Ook de weg terug was echt prachtig, de wolkenvelden boven het prachtige  landschap varieerden van minuut tot minuut, waardoor het een genot was om deze weg te rijden. 

Eenmaal in Kiruna, zijn we direct naar ons volgende onderkomen gegaan, Camp Ripan. Een vakantieoord met kampeerfaciliteiten, hotelkamers en een restaurant en een  extern saunacomplex. We konden nog niet inchecken, helaas. We besloten daarom de auto toch bij het hotel alvast te parkeren en te voet naar het centrum te gaan. Een wandeling van 12 minuten. Daar konden we dan eindelijk onze welverdiende kop koffie drinken. Ja en omdat we vandaag al aardig wat kilometers in de benen hadden toch ook nog maar een chokoladbollar. Die dingen zijn zo lekker😬! 

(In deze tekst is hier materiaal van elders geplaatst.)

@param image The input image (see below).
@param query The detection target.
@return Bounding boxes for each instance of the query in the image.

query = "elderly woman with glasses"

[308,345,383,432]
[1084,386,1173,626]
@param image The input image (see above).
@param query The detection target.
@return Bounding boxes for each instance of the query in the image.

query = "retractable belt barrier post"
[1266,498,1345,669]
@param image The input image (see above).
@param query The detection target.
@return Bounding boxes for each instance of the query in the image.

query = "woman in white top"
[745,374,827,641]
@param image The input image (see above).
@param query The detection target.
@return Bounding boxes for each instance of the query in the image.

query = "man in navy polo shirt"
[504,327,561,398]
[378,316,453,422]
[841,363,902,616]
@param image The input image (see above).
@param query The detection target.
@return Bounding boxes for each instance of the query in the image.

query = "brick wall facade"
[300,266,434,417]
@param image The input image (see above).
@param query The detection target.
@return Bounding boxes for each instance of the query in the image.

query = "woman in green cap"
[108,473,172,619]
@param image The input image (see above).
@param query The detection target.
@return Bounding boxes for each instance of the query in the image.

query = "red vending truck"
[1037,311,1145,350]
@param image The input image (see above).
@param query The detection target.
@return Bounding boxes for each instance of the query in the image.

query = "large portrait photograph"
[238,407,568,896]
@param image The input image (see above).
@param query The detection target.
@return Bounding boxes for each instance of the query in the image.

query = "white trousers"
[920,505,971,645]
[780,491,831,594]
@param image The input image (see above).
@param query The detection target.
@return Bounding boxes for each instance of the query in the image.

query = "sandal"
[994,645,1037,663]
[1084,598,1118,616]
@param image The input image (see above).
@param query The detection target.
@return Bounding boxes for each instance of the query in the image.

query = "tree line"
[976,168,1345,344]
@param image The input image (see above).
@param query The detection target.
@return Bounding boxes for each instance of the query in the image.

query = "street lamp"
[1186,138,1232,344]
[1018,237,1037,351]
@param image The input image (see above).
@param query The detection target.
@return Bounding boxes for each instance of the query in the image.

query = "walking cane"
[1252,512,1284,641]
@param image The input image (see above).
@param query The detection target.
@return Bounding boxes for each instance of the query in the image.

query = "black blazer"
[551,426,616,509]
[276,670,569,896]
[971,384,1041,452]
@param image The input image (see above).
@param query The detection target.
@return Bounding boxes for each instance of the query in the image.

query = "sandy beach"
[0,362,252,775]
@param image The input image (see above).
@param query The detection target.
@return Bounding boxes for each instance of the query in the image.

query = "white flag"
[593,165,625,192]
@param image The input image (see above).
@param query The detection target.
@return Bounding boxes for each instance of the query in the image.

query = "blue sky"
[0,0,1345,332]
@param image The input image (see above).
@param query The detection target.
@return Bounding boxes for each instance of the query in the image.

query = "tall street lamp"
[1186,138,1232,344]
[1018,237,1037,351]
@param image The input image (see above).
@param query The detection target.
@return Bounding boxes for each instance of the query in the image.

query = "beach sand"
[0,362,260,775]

Mijn ogen gingen glunderen toen ik ook in dit stadscentrum weer een Systembolaget aangekondigd zag. Even kijken of ze daar de BVR HJT hebben. Maar nee, helaas. In de schappen kwam ik nog wel een spannend flesje tegen met een veelbelovende inhoud. Ook van Zweedse makelij. Een distillaat, 40%. Aan de verkoper ging ik vragen wat het precies was, maar hij ontmoedigde mij het om te kopen, omdat dit typisch iets is wat je voor je ergste vijanden inschenkt. Tsja, die heb ik denk ik niet, en als ik ze wel zou hebben zou ik het niet voor ze kopen. Dus zette ik het maar terug. Na nog een tweetal echt Lapse winkeltjes te hebben bezocht, zijn we teruggegaan naar ons “basiskamp” om in te checken. 

We hebben een kamer in de vorm van een geschakelde cabin. Niet groot, wel leuk. We hebben besloten maar in het bijbehorende restaurant te eten, lekker dichtbij, want het is hier nu ook begonnen met regenen. Dat betekent dat we ook vannacht het zien van het Noorderlicht wel op onze buik kunnen schrijven. Morgen beter, hopelijk.